Her innocence drove him crazy with desire. He grasped her hand, pulling her fingers from the gentle caress. Her concern for him weakened his resolve. He turned her palm up and kissed the center.

“This is going to be hard for you to understand, but I’m—” He mentally fished around for the right words to tell her about the healing powers of his body—how a bullet couldn’t kill him.

“I thought I was going to lose you.” She leaned down and hugged him. “I don’t know what I would have done if you were killed.”

About to confess his secret, Jasper went pensive. Abigail’s statement highlighted the hole in his plans. His immortality came with some bad aspects. Someday she would die while he lived forever. Compared to the four hundred years he had survived, the longevity of their relationship would be nothing. The prospect of watching her die pulled him from everything wonderful he had been letting himself think of doing with her.

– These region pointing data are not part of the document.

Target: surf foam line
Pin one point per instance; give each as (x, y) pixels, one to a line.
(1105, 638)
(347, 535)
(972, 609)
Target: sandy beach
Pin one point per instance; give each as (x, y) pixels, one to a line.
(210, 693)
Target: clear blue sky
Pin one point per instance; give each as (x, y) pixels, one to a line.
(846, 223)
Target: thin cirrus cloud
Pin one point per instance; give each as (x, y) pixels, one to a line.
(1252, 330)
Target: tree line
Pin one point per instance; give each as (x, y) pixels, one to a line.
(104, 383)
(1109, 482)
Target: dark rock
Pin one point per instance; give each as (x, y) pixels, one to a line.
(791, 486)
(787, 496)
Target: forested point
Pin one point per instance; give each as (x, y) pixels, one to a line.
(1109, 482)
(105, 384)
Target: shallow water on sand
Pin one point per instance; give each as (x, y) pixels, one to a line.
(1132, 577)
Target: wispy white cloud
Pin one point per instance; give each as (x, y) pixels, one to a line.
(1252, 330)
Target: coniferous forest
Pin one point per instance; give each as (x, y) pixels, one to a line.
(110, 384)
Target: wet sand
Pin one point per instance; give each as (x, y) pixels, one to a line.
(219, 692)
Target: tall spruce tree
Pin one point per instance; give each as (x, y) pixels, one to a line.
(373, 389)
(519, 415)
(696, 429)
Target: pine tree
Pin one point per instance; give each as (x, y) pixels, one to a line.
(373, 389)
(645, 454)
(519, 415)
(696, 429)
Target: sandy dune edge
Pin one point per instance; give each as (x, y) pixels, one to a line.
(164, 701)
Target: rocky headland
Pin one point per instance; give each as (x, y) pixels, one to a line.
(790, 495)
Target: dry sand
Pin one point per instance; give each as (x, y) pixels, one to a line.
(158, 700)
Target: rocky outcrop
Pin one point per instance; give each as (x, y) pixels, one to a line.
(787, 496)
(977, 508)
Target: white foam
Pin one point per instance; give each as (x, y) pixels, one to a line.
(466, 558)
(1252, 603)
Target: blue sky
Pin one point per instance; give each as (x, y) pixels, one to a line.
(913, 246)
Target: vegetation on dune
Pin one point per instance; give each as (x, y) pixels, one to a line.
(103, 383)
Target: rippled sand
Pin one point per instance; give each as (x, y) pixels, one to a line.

Then her other hand made the same sweeping inspection of his torso. He cupped her face and felt himself losing his mind to a forbidden love. Everything he had ever dreamed of having lay under her brass corset. From infant, to child, to woman, Abigail had grown into a valuable treasure the pirate in him coveted and the man appreciated. He wanted her, body and soul—to love and to cherish. How did he deny the fulfillment to his deepest wishes for the sake of her happiness and his sanity?

“Abigail, I—” He tried to reject her affection. But her inspection turned into an arousing taunt to his stamina. Her featherlight exam of his abdomen moved low along the waistband of his breeches. His hand floated up as if it had a mind of its own. He ran his fingers over the brass corset, following the curve around her breast, remembering when he spent a month hammering the metal into the perfect shape of a woman. No model other than the vision of her in his head was his guide. How did he know it would fit her shape like another layer of skin?

“I should check the sails, and the fuel, and the coordinates and—”

“I’m so glad you’re not injured…Jasper.” She purred his name, hugging him again, threatening to shatter his willpower.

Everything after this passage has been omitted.